Florida Republican legislators muscled through the map given to them by DeSantis just two days earlier, even as lawmakers were trying to absorb the Wednesday high court ruling. The state Senate took a brief delay to review the decision, and several senators could be seen reading it on their laptops.
The map was still approved largely along partisan lines, even though a handful of GOP state senators voted no. Democrats maintained the map was illegal because it runs counter to voter-approved, anti-gerrymandering standards in Florida, but some Republicans said they were swayed by a legal argument from DeSantis attorneys that said those requirements no longer needed to be followed.“I don’t think we should do gerrymandering on the basis of political partisanship, and I don’t think there’s evidence this map does this,” countered state Sen. Don Gaetz, a Crestview Republican and one of the sponsors.

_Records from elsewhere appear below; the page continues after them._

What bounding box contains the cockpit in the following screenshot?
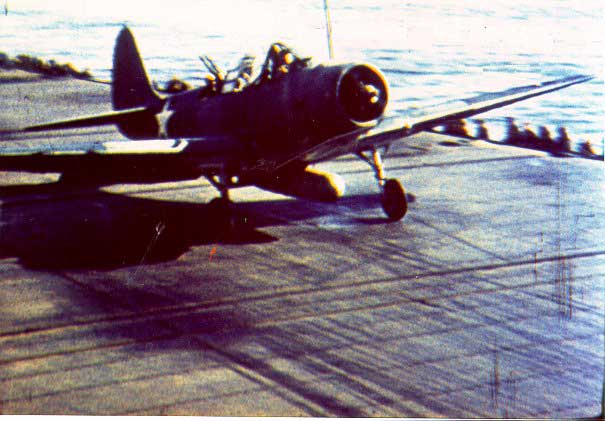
[200,42,311,96]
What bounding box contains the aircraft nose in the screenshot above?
[338,65,388,123]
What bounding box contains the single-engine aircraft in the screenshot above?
[0,27,592,220]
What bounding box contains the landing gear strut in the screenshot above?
[207,173,246,231]
[357,147,408,221]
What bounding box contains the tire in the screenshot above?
[381,178,408,221]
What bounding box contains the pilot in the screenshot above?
[261,42,296,81]
[199,74,218,99]
[234,54,255,92]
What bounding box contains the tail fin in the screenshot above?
[111,26,163,139]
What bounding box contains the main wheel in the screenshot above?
[381,178,408,221]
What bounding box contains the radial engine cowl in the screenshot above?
[337,64,388,123]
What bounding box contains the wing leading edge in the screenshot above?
[300,75,594,163]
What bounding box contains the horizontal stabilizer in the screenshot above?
[21,107,154,132]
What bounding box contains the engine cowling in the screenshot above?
[255,168,345,202]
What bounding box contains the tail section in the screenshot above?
[111,27,163,139]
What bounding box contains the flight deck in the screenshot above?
[0,71,605,418]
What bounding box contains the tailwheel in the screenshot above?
[380,178,408,221]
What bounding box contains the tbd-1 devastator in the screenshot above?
[0,27,591,220]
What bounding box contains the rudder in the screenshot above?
[111,26,163,139]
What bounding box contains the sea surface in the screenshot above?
[0,0,605,153]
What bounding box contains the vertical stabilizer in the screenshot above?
[111,26,163,139]
[111,26,161,110]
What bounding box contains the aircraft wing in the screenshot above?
[0,137,244,181]
[300,75,593,166]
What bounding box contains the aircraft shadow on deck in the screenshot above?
[0,183,386,270]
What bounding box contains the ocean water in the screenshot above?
[0,0,605,153]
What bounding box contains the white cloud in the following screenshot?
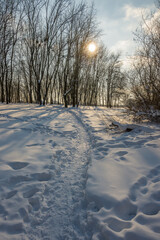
[111,40,135,55]
[123,4,149,21]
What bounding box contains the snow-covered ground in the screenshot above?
[0,104,160,240]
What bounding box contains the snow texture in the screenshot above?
[0,104,160,240]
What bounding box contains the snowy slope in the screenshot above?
[0,104,160,240]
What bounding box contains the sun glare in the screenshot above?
[88,42,97,53]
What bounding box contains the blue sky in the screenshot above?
[87,0,155,67]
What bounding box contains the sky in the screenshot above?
[87,0,155,65]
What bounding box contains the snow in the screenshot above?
[0,104,160,240]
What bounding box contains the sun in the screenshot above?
[88,42,97,53]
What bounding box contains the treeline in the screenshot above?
[128,1,160,111]
[0,0,126,107]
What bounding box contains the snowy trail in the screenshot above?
[0,105,91,240]
[28,111,90,240]
[0,104,160,240]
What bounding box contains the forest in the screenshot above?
[0,0,160,110]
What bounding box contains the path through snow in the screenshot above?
[0,105,91,240]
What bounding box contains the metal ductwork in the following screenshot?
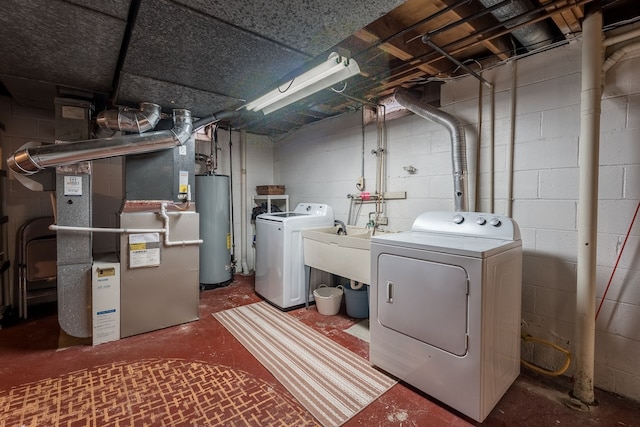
[394,90,468,211]
[96,102,161,133]
[7,109,193,175]
[480,0,554,51]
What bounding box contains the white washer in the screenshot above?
[370,212,522,422]
[255,203,334,310]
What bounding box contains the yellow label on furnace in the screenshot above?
[129,242,147,251]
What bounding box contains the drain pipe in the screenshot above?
[240,130,250,276]
[394,90,468,212]
[96,102,161,133]
[573,1,603,404]
[7,109,193,175]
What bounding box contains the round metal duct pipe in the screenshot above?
[96,102,161,133]
[394,90,468,212]
[7,109,193,175]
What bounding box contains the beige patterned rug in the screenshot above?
[0,359,317,427]
[213,302,396,426]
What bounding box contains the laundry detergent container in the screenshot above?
[313,284,343,316]
[342,283,369,319]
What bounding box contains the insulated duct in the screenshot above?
[96,102,161,133]
[7,109,193,175]
[480,0,554,51]
[394,90,468,212]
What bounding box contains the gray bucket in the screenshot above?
[343,284,369,319]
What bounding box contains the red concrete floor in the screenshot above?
[0,275,640,426]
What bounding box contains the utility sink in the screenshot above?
[302,226,381,284]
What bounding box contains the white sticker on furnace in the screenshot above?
[64,175,82,196]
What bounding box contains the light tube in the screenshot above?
[245,53,360,114]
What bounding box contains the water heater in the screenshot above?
[196,175,233,288]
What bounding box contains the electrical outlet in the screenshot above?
[369,212,389,225]
[384,191,407,200]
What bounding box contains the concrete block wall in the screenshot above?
[275,42,640,401]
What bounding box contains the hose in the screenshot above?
[520,333,571,377]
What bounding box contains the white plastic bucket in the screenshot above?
[313,284,344,316]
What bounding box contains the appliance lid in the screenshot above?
[260,212,310,218]
[411,211,520,240]
[371,231,522,258]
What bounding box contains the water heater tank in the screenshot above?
[196,175,233,288]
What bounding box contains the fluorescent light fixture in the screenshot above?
[245,52,360,114]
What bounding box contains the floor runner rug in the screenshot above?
[213,302,396,426]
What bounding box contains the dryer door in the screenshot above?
[376,254,469,356]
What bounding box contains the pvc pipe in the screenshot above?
[505,61,517,217]
[602,28,640,47]
[240,130,250,276]
[49,224,167,234]
[573,4,603,404]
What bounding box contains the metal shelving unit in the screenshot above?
[253,194,289,213]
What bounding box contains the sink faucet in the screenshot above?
[333,219,347,236]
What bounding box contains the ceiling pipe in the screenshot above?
[480,0,554,51]
[96,102,161,133]
[573,1,604,404]
[7,109,198,175]
[394,90,468,212]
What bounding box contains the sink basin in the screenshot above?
[302,226,380,284]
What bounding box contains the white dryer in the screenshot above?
[255,203,334,310]
[370,212,522,422]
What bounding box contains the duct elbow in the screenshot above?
[7,148,43,175]
[171,109,193,145]
[96,102,161,133]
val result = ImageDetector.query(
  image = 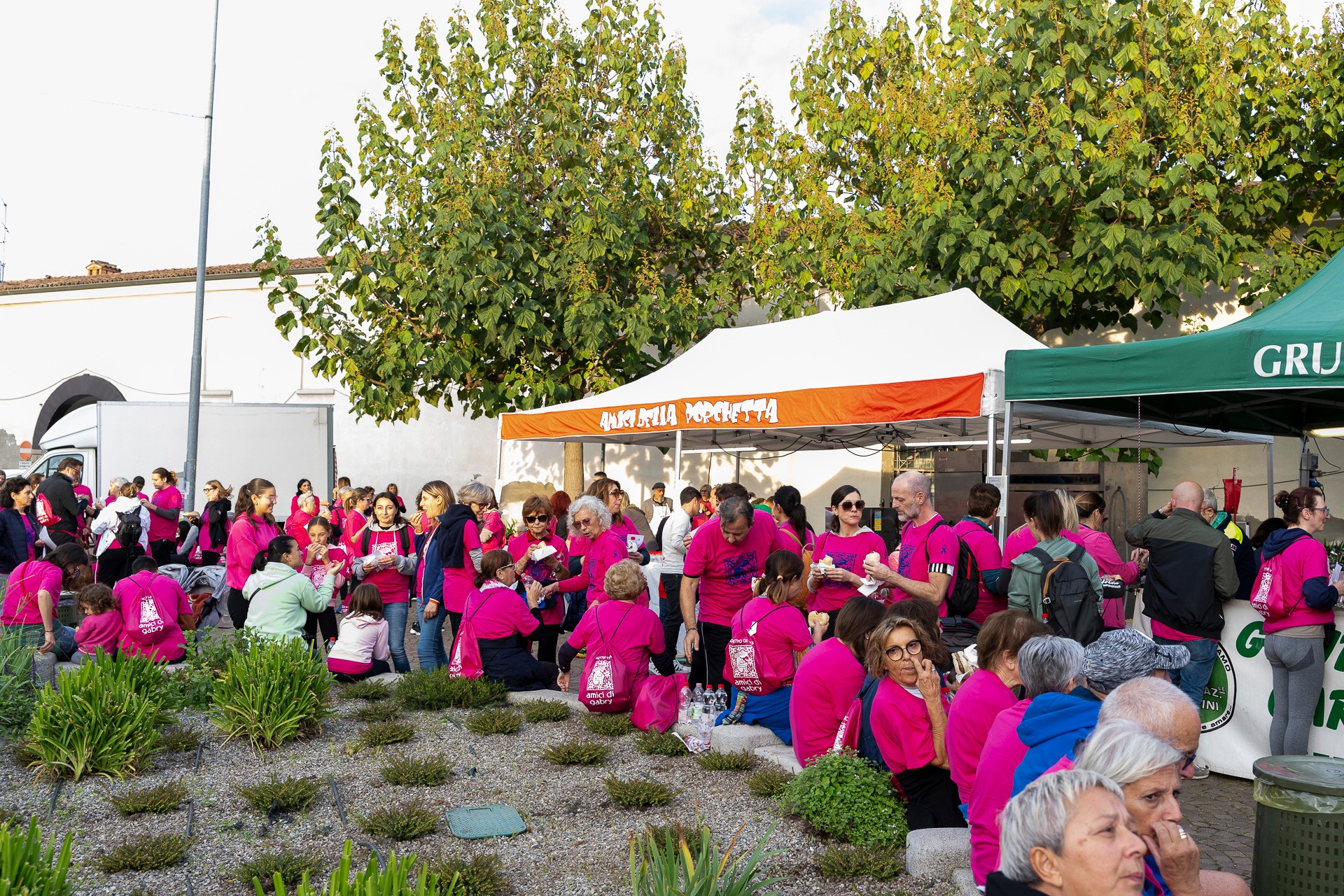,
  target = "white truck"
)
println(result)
[24,402,336,520]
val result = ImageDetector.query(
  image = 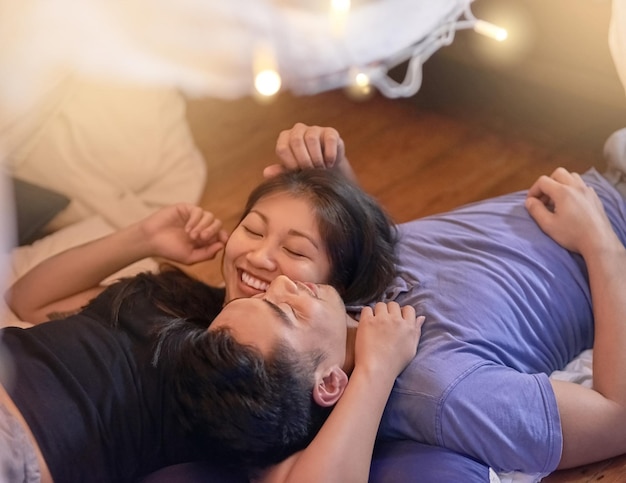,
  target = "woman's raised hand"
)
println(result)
[263,123,354,179]
[526,168,619,256]
[140,203,228,265]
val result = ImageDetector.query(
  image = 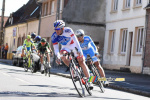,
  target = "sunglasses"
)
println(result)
[77,35,83,38]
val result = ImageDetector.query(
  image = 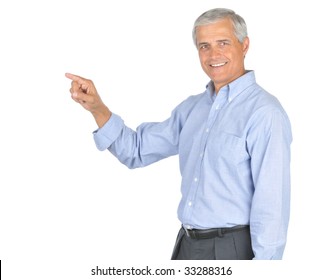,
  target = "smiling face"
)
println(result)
[196,19,249,93]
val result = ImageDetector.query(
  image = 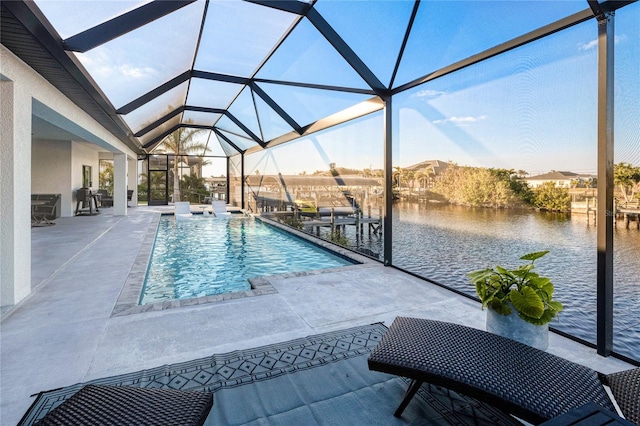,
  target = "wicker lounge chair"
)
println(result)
[36,385,213,426]
[211,200,231,218]
[368,317,640,424]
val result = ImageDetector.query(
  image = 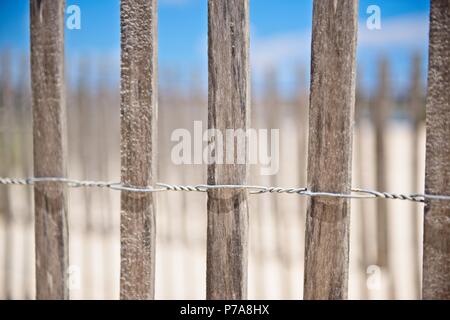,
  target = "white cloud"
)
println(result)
[358,15,428,48]
[251,15,428,71]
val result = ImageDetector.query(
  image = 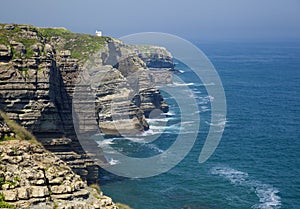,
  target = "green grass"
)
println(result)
[38,28,109,62]
[0,24,110,64]
[0,193,16,208]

The House voted 83-28 in favor of the map even as one Democrat — state Rep. Angie Nixon — started yelling into a hot pink megaphone at the time of the vote. No House Republicans, other than the map bill sponsor, GOP state Rep. Jenna Persons-Mulicka, defended redistricting on the chamber floor.
“You are destroying democracy with this vote,” said state Rep. Fentrice Driskell, the House Democratic leader, during floor debate.
Democrats also ripped into the new map as a power grab that was launched only to help the political fortunes of Trump and Republicans.
“This map is clearly designed to entrench power rather than reflect the will of the people,” said state Sen. Carlos Guillermo Smith, an Orlando Democrat. “This moment is about more than the lines. It’s about whether we uphold the rule of law. I will not support a map that is illegal, that is rigged in order to appease an authoritarian who believes that he is king of the United States of America.”
The Senate followed a few hours later with a 21-17 vote after a lengthy debate during which multiple Democrats called it a way to “cheat the people.” They criticized the way the map shifted minority communities into new districts and split voters living near Tampa and Orlando while also drawing other districts that stretched across the state.
Among Republicans, only Gaetz and Persons-Mulicka spoke about the new map as their GOP colleagues — perhaps eager to avoid getting tangled up in the looming legal fight — remained relatively silent. State Sen. Ileana Garcia, a Miami Republican who was one of five no votes, said that she opposed the map “because of common sense and my conscience.”
Republicans already have a 20-8 edge in the state, but the new map could potentially let the GOP push out a handful of Democratic incumbents, including long-serving Rep. Debbie Wasserman Schultz.
The current map was pushed into law by the governor back in 2022, but DeSantis has been calling for newly drawn congressional lines since last summer. He has listed several reasons, including the possibility of the U.S. Supreme Court ruling that came out Wednesday.
The new map was drawn in a “race neutral” fashion, leading the governor’s office to reshape a South Florida district that had been held by Rep. Sheila Cherfilus-McCormick until she resigned earlier this month.
But a top aide for the GOP governor acknowledged Tuesday that he relied on political data as part of his map drawing effort — a potential violation of “Fair Districts” standards approved in 2010 that ban lines drawn for partisan gain.
Attorneys for DeSantis contended that these anti-gerrymandering standards no longer needed to be followed because the state Supreme Court last year ruled that the minority voter protections that were also part of the same amendment did not need to be strictly followed. They said the amendment was a “package” that could not be broken apart.
Gaetz said he did not agree with that legal theory, although Persons-Mulicka a day earlier called the argument “persuasive.”
But Gaetz and other Republicans asserted that the last-minute Louisiana ruling bolstered the legal status of the map. State Rep. Alex Andrade, a Pensacola Republican, said the decision gave him a “ton of comfort” in voting yes on the map.
“With the court decision and the map that we passed today, I can confidently reassure everyone that your vote now matters just as much as your neighbors,” said Andrade.
The legal fight over the new maps could come as soon as DeSantis signs the measure into law, with several Democratic-aligned groups promising lawsuits.
“If they think they can get away with trampling over the will of the voters and ignoring the state constitution’s ban on partisan gerrymandering, they are sorely mistaken,” said John Bisognano, president of the National Democratic Redistricting Committee. “This fight is not over, and Florida Republicans can expect fierce legal challenges against this new gerrymander.”